If you build it, they will come.
That’s the age-old mantra Western Sydney will be banking on after they announced on Monday a 10-year deal to call Bankwest Stadium home.
The Wanderers confirmed all 13 of their home A-League matches, as well as FFA Cup and some W-League games, will be played at the new $300 million venue.
It comes after they have spent their past three seasons at Spotless Stadium and ANZ Stadium, where crowds and performances have hit club lows this campaign.
“The last three years have been very difficult for us. We’ve been wandering around the wilderness for quite a while,” Wanderers chairman Paul Lederer said.
“But it was well worth it. This will allow our fans to experience the best viewing facilities in the world.”
After averaging 17,746 people in 2016-17, the Wanderers’ struggles last season meant only 11,924 people per game came through the gates.
And it has been even worse this summer, with only the hapless Central Coast averaging less than the Wanderers’ 8,490 each home match.
Their famed supporter group, the Red and Black Bloc, refused to be active in Sunday’s draw with Perth due to long-held grievances with authorities.

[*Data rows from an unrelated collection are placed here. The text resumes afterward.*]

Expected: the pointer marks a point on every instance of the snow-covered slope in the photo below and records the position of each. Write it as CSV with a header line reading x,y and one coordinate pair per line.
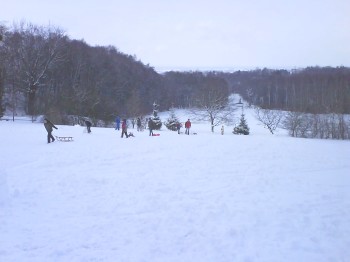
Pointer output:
x,y
205,197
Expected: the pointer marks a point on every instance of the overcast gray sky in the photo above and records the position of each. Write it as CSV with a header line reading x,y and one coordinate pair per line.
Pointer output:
x,y
197,34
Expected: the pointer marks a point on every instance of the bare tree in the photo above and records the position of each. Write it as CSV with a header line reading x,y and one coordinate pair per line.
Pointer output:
x,y
214,106
270,118
36,52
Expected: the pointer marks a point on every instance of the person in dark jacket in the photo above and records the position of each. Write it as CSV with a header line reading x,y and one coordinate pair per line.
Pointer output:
x,y
88,126
49,127
178,127
124,128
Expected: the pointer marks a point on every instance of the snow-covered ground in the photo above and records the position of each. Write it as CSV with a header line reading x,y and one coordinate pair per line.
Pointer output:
x,y
205,197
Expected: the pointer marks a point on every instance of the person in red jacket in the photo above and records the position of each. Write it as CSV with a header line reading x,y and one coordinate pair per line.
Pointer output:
x,y
187,126
49,126
124,128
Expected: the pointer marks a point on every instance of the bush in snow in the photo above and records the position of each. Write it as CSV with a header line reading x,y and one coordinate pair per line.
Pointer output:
x,y
242,128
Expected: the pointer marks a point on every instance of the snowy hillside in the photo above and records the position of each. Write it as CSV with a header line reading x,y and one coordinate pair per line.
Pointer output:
x,y
205,197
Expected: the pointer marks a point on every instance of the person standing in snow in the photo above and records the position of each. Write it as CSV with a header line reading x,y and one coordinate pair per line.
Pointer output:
x,y
138,124
178,126
49,127
124,128
117,122
150,127
188,126
88,126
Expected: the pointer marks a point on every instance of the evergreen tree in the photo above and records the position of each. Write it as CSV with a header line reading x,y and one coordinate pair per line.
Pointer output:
x,y
242,128
172,121
2,108
157,123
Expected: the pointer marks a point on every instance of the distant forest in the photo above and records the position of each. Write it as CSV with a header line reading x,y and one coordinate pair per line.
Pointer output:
x,y
43,71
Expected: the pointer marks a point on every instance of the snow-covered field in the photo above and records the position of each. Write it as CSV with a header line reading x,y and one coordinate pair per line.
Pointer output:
x,y
205,197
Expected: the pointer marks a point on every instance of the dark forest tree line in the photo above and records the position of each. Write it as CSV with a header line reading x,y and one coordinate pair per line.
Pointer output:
x,y
46,72
312,90
51,74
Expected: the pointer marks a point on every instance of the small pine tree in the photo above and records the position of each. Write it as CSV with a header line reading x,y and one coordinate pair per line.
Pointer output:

“The stadiums we played in were reasonable but nothing like this,” Lederer said, referring to the soon to be opened Bankwest Stadium.

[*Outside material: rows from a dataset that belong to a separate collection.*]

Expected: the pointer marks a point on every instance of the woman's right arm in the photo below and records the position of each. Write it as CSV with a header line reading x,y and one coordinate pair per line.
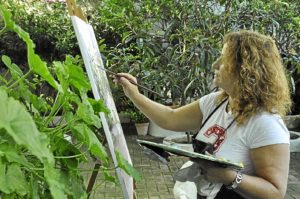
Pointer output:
x,y
185,118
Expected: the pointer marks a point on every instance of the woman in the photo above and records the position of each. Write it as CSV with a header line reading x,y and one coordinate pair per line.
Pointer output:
x,y
242,121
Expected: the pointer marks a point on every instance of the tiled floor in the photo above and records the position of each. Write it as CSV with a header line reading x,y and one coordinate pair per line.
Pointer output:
x,y
157,182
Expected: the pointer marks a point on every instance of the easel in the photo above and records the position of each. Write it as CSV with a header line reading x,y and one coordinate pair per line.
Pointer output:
x,y
101,90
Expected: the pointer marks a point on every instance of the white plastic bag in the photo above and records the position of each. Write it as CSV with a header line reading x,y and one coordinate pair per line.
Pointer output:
x,y
189,182
187,189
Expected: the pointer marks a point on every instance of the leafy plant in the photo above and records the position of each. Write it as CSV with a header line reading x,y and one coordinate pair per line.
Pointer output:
x,y
135,115
45,138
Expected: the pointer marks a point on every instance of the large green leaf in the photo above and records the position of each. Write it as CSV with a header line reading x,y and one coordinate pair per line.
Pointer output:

“And this is our home ground. It has been the home ground from day one.
“I’m sure our fans will come back. We look forward to the next season.
“I’d like to think our membership will grow, and I think we’ll be one of the largest clubs, if not the largest club in the land.

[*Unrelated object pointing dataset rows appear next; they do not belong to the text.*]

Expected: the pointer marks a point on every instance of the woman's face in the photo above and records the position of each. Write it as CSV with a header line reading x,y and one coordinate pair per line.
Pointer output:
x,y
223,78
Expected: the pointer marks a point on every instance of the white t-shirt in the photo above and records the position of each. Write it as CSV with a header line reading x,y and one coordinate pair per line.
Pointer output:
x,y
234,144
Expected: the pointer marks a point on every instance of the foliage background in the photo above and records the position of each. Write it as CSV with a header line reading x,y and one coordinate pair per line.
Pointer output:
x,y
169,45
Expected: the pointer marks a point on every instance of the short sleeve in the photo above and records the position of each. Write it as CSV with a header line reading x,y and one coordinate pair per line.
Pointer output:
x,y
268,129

“The RBB is important to us. Hopefully they will come in numbers.”
After winning just two of their opening 17 games, the Wanderers have found some form to claim two wins and a draw in their past three.
However, with just seven games remaining, they remain long shots to close the gap on the top six and are destined to miss the finals for the third-straight season.
“I don’t want to blame the stadium for their performance. Our performance was mediocre, to be honest,” Lederer said.
NSW Sports Minister Stuart Ayres said it was an exciting day for the history of Bankwest Stadium, which will have the steepest stands in the country.
“We think this is going to be the best possible fan experience for the Western Sydney Wanderers fans,” Ayres said.
The Wanderers’ first game at Bankwest Stadium will be a friendly match against English side Leeds United on July 20.